Les nouvelles responsabilités des ingénieurs
La question qui se pose alors est : si Claude écrit 100% du code, quel est le rôle des ingénieurs ? Chez Anthropic, ces derniers se concentrent désormais sur l’architecture, la réflexion produit et l’orchestration continue. Ils gèrent plusieurs agents en parallèle, orientent les travaux et prennent des décisions cruciales sur ce qui doit être développé.
Cherny décrit cette évolution comme une libération. L’IA prend en charge la routine, lui permettant de se recentrer sur son rôle de concepteur. Cependant, cette transformation a également un revers. Anthropic modifie sa manière de recruter, privilégiant désormais les généralistes plutôt que les spécialistes, car de nombreuses compétences en programmation traditionnelles deviennent moins pertinentes avec l'IA qui gère les détails d’implémentation.
Les implications de cette avancée technologique
Concrètement, les postes valorisant une maîtrise technique fine deviennent secondaires. Les offres d’emploi pour des développeurs débutants ont diminué avec l’augmentation du code généré par l’IA, bien que le lien causal ne soit pas encore établi. L’écosystème technologique ne progresse pas au même rythme. Microsoft a estimé en avril 2025 que l’IA générait environ 30% de son code, un chiffre similaire à celui de Salesforce.
Une étude publiée dans la revue Science en janvier 2026, portant sur plus de 30 millions de commits Python sur GitHub par 160 000 développeurs, révèle que 29% des fonctions Python américaines sont désormais écrites par l'IA, avec des gains de productivité de 3,6% concentrés sur les développeurs expérimentés. Anthropic reste donc largement en avance sur le reste de l'industrie.
Des promesses et des défis
En mars 2026, une fuite accidentelle du code source de Claude Code a permis d’examiner ce que signifie réellement « 100% IA ». Les 64 464 lignes de TypeScript révélées comprenaient une fonction unique de 3 167 lignes, ainsi qu’un bug connu entraînant 250 000 appels API par jour, documenté dans un commentaire, mais livré néanmoins.

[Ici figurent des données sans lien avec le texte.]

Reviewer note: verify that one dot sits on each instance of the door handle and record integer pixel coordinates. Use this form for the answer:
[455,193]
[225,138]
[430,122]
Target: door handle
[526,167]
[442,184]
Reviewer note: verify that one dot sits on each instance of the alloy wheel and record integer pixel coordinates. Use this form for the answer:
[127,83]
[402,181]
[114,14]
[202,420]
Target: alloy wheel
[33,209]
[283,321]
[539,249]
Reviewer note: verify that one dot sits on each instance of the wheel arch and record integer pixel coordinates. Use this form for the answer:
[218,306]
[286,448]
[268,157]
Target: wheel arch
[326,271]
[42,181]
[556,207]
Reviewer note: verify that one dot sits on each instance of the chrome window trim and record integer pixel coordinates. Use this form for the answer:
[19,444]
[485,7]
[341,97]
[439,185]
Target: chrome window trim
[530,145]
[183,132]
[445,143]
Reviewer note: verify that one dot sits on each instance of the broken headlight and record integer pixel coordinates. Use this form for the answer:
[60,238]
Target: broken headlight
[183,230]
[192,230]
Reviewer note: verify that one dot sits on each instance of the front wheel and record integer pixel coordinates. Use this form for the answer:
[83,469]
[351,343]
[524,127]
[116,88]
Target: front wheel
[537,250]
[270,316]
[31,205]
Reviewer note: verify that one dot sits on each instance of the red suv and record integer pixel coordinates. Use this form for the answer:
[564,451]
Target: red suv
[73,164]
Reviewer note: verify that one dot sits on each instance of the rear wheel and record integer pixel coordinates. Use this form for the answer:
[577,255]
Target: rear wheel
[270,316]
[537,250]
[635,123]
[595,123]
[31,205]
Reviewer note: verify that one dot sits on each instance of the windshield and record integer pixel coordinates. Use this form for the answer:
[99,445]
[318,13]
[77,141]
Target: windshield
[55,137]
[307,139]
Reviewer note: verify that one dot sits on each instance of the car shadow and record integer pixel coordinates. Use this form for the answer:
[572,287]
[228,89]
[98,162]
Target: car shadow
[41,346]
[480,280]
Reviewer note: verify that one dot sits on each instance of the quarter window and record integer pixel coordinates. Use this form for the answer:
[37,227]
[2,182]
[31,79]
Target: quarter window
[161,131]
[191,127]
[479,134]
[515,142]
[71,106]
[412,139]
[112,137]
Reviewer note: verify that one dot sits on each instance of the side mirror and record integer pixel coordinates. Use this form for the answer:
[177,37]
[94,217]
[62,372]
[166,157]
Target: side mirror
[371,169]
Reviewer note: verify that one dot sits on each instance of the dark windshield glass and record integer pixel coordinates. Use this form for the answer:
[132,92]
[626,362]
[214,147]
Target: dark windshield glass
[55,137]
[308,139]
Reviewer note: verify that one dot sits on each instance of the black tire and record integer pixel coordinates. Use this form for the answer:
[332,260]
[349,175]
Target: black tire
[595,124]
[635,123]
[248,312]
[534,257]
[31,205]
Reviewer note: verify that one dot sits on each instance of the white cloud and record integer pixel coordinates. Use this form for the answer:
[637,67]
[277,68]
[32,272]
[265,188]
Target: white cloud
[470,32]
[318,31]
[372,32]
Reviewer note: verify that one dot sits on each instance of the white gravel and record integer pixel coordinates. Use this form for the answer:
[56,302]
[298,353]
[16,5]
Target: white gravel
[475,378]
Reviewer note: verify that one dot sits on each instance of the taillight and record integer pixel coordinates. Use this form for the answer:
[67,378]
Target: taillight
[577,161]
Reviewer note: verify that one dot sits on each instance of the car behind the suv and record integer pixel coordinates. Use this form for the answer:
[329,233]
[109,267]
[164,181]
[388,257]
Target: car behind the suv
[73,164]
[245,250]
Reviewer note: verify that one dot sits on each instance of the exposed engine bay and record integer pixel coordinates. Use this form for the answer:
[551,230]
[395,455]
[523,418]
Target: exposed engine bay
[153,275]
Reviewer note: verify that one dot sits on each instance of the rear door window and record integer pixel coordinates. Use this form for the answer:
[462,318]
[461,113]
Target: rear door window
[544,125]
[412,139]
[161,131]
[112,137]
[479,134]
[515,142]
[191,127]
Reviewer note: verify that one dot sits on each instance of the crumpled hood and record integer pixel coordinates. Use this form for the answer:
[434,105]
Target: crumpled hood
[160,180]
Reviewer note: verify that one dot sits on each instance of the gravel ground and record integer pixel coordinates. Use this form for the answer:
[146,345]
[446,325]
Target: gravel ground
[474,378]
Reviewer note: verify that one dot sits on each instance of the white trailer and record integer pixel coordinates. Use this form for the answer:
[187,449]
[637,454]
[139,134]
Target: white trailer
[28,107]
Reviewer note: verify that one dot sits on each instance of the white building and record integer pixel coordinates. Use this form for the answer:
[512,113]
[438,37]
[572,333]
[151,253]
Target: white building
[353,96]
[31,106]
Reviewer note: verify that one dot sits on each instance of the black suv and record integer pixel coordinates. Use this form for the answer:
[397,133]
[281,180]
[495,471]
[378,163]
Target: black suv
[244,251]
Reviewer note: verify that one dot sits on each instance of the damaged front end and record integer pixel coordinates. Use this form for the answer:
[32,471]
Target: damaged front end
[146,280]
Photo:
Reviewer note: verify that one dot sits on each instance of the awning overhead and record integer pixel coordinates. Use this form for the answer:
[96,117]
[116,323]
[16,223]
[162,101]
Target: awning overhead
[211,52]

La vitesse de production d’un côté, et la dette technique de l’autre, soulèvent des questions sur la fiabilité du code généré par l’IA. Des données d’Anthropic montrent également que les utilisateurs accordent plus d’autonomie à Claude Code au fur et à mesure qu'ils gagnent en expérience. Les nouveaux utilisateurs activent le mode d’approbation automatique totale dans environ 20% des cas ; ce chiffre dépasse 40% après 750 sessions, indiquant une accumulation progressive de confiance.
Claude Code représente désormais 4% de l’ensemble des commits publics de code dans le monde. Bien que ce chiffre puisse sembler modeste, il était nul il y a un an, et Cherny prédit qu'il atteindra 20% d’ici fin 2026.
Conclusion
Ce qui se déroule chez Anthropic aujourd'hui n'est pas le futur du développement logiciel, mais son présent le plus avancé, avec toutes les contradictions que cela implique : une productivité sans précédent et un code qui, parfois, ressemble à celui qu’on n’aurait jamais voulu écrire. La révolution est en marche.